El sudor recorre sobre mi piel.
La brisa tenue respira sobre mí.
Escucho el susurro de insectos.
Mis manos tiemblan al saber...
Que estoy sola esta noche.
O al menos... eso creo.
El reloj marca las 3:13 a.m.
La hora en que las cosas ya no son del mundo de los vivos, ni del de los muertos... sino del otro.
Del que respira en las grietas,
del que observa desde las rendijas,
del que se esconde detrás del silencio.
Estoy en mi cama. No puedo moverme. Siento el aire denso, como si algo me observara desde la oscuridad.
El ventilador gira lento... pero no hace viento.
Mi gato, Mora, se esconde debajo de la mesa.

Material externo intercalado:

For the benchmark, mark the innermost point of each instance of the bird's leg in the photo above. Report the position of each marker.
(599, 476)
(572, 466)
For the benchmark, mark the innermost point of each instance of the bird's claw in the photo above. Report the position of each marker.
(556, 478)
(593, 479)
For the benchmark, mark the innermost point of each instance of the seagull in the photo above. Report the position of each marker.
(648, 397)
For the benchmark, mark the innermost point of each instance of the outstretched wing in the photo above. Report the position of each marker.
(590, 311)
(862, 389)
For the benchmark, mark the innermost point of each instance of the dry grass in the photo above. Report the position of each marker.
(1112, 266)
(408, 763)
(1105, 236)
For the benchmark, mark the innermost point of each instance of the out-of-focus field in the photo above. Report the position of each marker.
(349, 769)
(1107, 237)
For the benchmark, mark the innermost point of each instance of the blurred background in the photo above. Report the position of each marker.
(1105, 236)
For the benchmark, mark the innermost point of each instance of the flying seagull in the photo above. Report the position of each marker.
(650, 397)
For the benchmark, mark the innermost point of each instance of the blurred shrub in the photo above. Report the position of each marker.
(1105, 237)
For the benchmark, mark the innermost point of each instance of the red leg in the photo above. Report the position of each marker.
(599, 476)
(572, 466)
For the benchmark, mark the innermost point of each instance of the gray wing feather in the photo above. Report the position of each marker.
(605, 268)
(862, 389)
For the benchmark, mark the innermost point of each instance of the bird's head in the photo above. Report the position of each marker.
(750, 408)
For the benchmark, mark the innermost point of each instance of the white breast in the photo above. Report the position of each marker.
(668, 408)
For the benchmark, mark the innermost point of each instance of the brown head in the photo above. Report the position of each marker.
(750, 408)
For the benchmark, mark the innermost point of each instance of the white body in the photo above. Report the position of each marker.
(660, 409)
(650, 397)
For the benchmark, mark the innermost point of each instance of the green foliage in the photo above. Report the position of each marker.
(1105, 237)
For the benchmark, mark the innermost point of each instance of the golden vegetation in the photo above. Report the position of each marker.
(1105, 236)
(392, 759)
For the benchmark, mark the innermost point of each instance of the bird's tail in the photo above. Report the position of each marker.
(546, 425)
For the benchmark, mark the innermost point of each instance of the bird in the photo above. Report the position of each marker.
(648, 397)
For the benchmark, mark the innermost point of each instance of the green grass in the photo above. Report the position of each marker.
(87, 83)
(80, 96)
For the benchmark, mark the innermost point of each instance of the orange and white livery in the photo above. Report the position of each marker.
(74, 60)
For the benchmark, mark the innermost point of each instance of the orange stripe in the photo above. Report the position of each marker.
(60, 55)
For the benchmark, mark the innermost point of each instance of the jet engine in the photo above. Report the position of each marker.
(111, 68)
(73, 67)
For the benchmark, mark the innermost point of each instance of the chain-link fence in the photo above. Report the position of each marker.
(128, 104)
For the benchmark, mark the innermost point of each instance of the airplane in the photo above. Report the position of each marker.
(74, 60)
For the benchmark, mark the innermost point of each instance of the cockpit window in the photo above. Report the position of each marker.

Y entonces escucho el primer ruido:
Toc... toc... toc.
No en la puerta.
No en la ventana.
Sino... adentro de la pared.
Me tapo con la frazada hasta la nariz. Cierro los ojos. Me repito que todo es producto del insomnio.
Pero la voz llega.
Una voz infantil.
Una voz que no es humana.
—¿Puedo dormir con vos...?
Tengo frío... y tengo hambre...
La frazada se levanta sola.
Siento que algo se desliza en la cama. Algo con dedos largos. Algo que respira muy cerca.
Y entonces, el susurro final:
—Gracias... por dejarme entrar. Ahora... estamos juntas. Para siempre.